Video and Vision Processing Suite Intel® FPGA IP User Guide

ID 683329
Date 4/03/2023
Public

A newer version of this document is available. Customers should click here to go to the newest version.

Document Table of Contents
1. About the Video and Vision Processing Suite 2. Getting Started with the Video and Vision Processing IPs 3. Video and Vision Processing IPs Functional Description 4. Video and Vision Processing IP Interfaces 5. Video and Vision Processing IP Registers 6. Video and Vision Processing IPs Software Programming Model 7. Protocol Converter Intel® FPGA IP 8. 3D LUT Intel® FPGA IP 9. AXI-Stream Broadcaster Intel® FPGA IP 10. Chroma Key Intel® FPGA IP 11. Chroma Resampler Intel® FPGA IP 12. Clipper Intel® FPGA IP 13. Clocked Video Input Intel® FPGA IP 14. Clocked Video to Full-Raster Converter Intel® FPGA IP 15. Clocked Video Output Intel® FPGA IP 16. Color Space Converter Intel® FPGA IP 17. Deinterlacer Intel® FPGA IP 18. FIR Filter Intel® FPGA IP 19. Frame Cleaner Intel® FPGA IP 20. Full-Raster to Clocked Video Converter Intel® FPGA IP 21. Full-Raster to Streaming Converter Intel® FPGA IP 22. Genlock Controller Intel® FPGA IP 23. Generic Crosspoint Intel® FPGA IP 24. Genlock Signal Router Intel® FPGA IP 25. Guard Bands Intel® FPGA IP 26. Interlacer Intel® FPGA IP 27. Mixer Intel® FPGA IP 28. Pixels in Parallel Converter Intel® FPGA IP 29. Scaler Intel® FPGA IP 30. Stream Cleaner Intel® FPGA IP 31. Switch Intel® FPGA IP 32. Tone Mapping Operator Intel® FPGA IP 33. Test Pattern Generator Intel® FPGA IP 34. Video Frame Buffer Intel® FPGA IP 35. Video Streaming FIFO Intel® FPGA IP 36. Video Timing Generator Intel® FPGA IP 37. Warp Intel® FPGA IP 38. Design Security 39. Document Revision History for Video and Vision Processing Suite User Guide

37.3. Warp IP Block Description

The Warp IP accepts RGB or YUV format video input from its Intel FPGA streaming video interface and directly stores the video data in external memory. The video input process has a pool of four frame buffers that it uses to store the incoming video data. The IP accesses the buffers in a cyclic order.

The video output process generates RGB or YUV format Intel FPGA streaming video using the warped image data.

The IP generates arbitrary warps based on a transform mesh. If you turn on Use easy warp, it offers a fixed set of transforms (rotations and mirroring) without the transform mesh. If you turn off Use easy warp, the IP processes the buffered input video by the configured number of warp engines to apply the required warp.
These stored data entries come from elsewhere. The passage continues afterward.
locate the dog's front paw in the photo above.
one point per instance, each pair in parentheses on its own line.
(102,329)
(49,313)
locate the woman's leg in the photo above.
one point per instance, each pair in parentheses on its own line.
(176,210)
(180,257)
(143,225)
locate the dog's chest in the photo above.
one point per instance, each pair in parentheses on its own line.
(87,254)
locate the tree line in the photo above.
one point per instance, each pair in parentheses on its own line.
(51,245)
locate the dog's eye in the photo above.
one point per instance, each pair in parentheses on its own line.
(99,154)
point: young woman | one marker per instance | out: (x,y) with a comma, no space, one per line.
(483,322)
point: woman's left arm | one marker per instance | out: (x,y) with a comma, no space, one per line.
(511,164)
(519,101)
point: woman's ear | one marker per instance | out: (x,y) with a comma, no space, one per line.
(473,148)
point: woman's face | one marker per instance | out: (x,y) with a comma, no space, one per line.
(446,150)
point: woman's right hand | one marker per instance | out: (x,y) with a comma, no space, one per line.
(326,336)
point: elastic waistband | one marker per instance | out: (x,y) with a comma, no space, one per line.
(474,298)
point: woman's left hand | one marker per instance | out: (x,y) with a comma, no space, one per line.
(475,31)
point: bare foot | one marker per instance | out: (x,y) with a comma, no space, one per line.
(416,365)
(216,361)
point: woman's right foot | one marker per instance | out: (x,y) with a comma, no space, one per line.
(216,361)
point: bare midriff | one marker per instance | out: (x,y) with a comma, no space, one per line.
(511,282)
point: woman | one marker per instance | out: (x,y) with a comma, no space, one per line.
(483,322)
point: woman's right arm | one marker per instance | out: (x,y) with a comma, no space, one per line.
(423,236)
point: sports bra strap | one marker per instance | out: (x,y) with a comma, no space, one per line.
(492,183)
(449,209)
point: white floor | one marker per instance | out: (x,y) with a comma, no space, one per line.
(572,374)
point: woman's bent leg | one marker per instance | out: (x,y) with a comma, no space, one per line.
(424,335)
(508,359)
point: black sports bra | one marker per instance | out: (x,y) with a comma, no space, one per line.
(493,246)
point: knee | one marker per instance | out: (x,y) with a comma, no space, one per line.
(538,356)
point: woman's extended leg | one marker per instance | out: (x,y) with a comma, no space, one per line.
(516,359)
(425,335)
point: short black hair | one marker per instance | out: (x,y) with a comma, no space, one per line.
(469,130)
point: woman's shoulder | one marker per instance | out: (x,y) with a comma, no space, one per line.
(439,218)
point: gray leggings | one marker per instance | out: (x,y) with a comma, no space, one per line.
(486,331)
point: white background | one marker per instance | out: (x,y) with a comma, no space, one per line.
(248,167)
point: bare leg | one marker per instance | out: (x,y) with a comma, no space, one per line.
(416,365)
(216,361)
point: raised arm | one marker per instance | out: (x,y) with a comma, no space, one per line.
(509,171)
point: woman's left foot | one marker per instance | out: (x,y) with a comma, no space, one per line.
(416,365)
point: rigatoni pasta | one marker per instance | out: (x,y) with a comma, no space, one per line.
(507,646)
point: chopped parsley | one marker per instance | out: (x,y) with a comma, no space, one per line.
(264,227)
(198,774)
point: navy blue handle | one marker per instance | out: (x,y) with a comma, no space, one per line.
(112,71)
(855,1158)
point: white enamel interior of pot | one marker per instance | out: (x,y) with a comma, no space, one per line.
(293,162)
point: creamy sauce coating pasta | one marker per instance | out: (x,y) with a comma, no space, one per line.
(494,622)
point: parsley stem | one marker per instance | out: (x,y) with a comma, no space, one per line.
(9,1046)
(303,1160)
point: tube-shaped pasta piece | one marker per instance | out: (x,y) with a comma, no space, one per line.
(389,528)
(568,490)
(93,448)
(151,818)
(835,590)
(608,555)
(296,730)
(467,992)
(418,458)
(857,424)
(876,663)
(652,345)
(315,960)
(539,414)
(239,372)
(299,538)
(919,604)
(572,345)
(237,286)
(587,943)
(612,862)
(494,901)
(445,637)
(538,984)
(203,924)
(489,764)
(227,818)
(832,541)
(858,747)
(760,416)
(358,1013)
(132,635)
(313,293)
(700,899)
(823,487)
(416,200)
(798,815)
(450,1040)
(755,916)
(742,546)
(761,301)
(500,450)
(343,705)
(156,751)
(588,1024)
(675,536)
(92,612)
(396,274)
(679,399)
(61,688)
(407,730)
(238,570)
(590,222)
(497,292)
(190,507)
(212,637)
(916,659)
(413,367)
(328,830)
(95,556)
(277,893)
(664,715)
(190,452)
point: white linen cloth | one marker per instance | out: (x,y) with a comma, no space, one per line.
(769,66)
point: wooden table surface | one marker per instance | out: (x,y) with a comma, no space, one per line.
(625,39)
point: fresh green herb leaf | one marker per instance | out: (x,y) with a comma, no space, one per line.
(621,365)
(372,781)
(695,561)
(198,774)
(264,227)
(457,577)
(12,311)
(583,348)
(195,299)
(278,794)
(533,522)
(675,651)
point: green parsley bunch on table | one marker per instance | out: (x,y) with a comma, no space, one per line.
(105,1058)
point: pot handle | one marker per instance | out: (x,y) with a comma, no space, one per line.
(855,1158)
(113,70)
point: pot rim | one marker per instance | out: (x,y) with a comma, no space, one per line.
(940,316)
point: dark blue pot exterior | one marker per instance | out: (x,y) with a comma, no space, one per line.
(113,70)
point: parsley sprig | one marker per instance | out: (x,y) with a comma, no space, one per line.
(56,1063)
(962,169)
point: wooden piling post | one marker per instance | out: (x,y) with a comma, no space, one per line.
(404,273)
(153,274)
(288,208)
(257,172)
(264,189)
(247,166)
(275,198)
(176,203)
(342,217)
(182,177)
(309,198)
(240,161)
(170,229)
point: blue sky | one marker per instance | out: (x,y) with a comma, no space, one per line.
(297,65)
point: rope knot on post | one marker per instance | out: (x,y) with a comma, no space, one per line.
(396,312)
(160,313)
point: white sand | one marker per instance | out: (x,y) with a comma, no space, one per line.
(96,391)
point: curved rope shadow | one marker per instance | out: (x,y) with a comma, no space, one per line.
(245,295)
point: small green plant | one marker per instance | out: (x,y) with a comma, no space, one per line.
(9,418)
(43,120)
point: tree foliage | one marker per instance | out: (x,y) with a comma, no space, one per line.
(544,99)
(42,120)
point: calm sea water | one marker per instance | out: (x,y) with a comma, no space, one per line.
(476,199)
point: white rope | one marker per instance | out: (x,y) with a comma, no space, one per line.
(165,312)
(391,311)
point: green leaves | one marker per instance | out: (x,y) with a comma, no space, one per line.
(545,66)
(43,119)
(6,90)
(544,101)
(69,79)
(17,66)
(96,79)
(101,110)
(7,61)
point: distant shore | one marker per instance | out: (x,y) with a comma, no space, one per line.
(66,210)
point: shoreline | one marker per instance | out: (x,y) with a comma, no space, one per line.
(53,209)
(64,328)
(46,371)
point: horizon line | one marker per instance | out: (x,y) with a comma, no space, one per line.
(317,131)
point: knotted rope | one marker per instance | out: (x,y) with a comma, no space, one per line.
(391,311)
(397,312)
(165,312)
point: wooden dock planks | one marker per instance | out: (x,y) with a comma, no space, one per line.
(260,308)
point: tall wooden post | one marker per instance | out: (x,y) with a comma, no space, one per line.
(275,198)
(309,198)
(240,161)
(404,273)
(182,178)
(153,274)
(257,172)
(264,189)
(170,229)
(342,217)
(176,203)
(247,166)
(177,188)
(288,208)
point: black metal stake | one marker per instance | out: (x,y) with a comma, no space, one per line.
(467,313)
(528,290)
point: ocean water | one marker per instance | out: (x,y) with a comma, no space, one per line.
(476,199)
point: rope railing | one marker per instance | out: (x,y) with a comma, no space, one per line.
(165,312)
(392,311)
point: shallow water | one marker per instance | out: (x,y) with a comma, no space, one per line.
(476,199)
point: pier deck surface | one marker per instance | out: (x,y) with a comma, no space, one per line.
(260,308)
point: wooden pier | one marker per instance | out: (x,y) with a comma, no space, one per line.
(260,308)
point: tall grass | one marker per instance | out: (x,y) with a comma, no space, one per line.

Three coefficient tables control the warp engines to define the warp that the IP applies. External memory stores the three coefficient tables that are generated using the Warp IP software API.

The IP defines the required warp with a backward mapping from the output to the input pixel positions. It represents the warp as a subsampled mesh that defines the mapping in 8x8 regions. For output pixel mappings within the 8x8 positions, the warp engine applies bilinear interpolation.

If you turn off Use single memory bounce, the IP operates with two bounces through external memory. The IP buffers the input video and it writes back the resultant warped image to external memory into one of two output video buffers. The IP writes to these dual output buffers alternately. The IP reads the warped image in the output video buffers and passes out of the IP.

If you turn on Use single memory bounce, the IP operates with just a single bounce through external memory—the buffering of the input video. The IP transfers the resultant warped image directly to the video output process without passing through external memory.

Figure 91. Warp IP block diagram (Double Memory Bounce)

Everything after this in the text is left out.